Мы всё устраиваемся, и всё собираемся жить, но если мы не добьемся иного, большого, то мы не добьемся самой жизни, и смерть будет не только болезненна, но и завершит бессмысленнейшее существование.
Так и начинается вторая глава: «Прошедшая история жизни Ивана Ильича была самая простая и обыкновенная и самая ужасная».
О простом, обыкновенном и ужасном писал в это время Лев Николаевич Толстой, и это и было его основным делом, хотя он хотел бы писать нравоучения, пересмотреть политическую экономию, переделать жития святых. Нет, его судьба была делать из ночи день и показывать людям, что они в ночи живут благоразумно и ужасно.
Лев Николаевич начал эту вещь в 1881–1882 годах, а в 1884 году Софья Андреевна сообщает сестре своей Тане: «На днях Левочка прочел нам отрывок из написанного им рассказа, мрачно немножко, но очень хорошо… Назвал он это нам: «Смерть Ивана Ильича».

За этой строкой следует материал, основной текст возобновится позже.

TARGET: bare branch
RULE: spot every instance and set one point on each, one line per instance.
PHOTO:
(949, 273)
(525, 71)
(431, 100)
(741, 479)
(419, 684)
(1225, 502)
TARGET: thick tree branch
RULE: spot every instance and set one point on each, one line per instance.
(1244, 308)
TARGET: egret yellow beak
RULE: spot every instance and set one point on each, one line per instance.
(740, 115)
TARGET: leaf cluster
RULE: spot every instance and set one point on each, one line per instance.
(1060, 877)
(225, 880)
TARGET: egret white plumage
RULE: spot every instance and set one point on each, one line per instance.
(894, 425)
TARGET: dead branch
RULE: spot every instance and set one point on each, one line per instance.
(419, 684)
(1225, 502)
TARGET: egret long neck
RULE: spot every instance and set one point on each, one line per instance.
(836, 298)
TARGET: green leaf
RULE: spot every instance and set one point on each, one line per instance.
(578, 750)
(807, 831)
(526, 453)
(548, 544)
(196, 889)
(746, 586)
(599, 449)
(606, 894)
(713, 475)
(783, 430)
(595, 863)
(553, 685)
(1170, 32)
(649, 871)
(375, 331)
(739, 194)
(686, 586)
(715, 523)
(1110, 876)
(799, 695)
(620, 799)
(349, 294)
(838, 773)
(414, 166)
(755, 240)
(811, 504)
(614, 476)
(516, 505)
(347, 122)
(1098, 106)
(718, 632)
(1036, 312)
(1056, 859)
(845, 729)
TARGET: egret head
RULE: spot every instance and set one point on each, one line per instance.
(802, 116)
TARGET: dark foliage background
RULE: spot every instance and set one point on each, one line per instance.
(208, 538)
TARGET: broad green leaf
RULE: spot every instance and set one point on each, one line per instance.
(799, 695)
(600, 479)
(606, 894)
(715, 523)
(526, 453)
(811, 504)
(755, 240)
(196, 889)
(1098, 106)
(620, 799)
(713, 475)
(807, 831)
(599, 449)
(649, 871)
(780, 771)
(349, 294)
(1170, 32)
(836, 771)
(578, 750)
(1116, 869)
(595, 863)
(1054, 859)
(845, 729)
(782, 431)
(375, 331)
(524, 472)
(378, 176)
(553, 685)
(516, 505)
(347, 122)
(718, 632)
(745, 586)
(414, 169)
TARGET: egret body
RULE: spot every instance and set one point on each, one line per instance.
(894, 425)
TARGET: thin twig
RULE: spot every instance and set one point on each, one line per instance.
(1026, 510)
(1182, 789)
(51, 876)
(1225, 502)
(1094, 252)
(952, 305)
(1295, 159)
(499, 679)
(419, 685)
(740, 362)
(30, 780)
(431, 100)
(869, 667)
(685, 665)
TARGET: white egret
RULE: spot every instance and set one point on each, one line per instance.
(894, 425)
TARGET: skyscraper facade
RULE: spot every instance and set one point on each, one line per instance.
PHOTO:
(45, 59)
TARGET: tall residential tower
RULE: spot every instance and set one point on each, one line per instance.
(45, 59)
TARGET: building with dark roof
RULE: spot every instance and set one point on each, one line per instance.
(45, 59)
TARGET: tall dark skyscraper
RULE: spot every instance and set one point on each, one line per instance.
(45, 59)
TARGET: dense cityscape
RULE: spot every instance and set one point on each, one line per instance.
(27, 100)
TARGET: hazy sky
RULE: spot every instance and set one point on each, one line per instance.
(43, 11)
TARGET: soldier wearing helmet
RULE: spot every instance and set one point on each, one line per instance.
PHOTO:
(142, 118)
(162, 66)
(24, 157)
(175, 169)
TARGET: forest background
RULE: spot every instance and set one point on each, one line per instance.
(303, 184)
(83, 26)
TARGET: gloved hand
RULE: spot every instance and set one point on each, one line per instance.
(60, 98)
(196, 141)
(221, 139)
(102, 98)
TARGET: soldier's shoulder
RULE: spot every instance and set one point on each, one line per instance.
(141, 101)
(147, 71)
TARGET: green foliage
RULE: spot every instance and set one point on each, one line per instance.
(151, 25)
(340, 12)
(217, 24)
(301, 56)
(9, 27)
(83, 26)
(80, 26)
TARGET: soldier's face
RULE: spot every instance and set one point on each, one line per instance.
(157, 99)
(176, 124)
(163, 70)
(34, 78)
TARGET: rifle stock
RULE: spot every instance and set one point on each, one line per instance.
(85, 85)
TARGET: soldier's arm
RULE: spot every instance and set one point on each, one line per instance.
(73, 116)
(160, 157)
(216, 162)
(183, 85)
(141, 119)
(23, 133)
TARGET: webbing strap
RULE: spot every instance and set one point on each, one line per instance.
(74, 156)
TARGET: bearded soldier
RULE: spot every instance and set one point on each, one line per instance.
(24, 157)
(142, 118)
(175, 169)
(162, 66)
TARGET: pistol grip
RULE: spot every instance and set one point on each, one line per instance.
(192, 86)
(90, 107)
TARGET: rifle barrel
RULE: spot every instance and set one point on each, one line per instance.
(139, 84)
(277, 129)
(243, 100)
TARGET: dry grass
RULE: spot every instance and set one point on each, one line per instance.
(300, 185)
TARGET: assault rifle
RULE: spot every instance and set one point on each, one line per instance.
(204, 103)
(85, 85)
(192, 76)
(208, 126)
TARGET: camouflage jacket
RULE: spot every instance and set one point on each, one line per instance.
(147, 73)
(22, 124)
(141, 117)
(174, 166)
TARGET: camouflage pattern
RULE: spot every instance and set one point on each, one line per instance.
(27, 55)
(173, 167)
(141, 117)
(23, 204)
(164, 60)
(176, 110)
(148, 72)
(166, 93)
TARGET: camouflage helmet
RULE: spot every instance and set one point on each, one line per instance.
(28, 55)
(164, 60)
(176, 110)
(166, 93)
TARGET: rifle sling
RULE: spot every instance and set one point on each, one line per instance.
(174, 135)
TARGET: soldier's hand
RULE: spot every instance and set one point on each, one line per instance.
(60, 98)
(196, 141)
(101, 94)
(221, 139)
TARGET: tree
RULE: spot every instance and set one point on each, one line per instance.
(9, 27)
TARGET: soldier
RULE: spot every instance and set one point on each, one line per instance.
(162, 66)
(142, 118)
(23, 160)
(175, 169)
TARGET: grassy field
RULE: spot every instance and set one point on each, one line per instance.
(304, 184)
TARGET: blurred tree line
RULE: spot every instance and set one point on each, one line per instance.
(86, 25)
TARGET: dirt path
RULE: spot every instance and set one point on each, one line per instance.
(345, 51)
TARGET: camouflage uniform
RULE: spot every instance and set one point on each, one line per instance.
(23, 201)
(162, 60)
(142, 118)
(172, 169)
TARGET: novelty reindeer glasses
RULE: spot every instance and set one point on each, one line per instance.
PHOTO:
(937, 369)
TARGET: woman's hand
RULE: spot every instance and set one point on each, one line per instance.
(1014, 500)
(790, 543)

Дописана была повесть в 1886 году.
Как всегда, должны были начаться споры, где печатать новую вещь и как — задаром или за деньги.
Не надо осуждать в споре Толстого с женой слабейшую сторону, Софью Андреевну. Лев Николаевич думал иначе, он знал и свою вину.
27 октября 1889 года по поводу одной присланной ему книги Толстой пишет: «Биограф знает писателя и описывает его! Да я сам не знаю себя, понятия не имею. Во всю длинную жизнь свою, только изредка кое-что из меня виднелось мне».
Биографию писателя всю до дна написать нельзя, и когда пишешь, надо об этом помнить.
Видит себя писатель тогда, когда пишет, когда освобождается от себя, от памяти о себе, переносит себя в ряд исследуемых явлений действительности, сопоставляет их, обобщает, находит им новое объяснение, ставит их в новые ряды.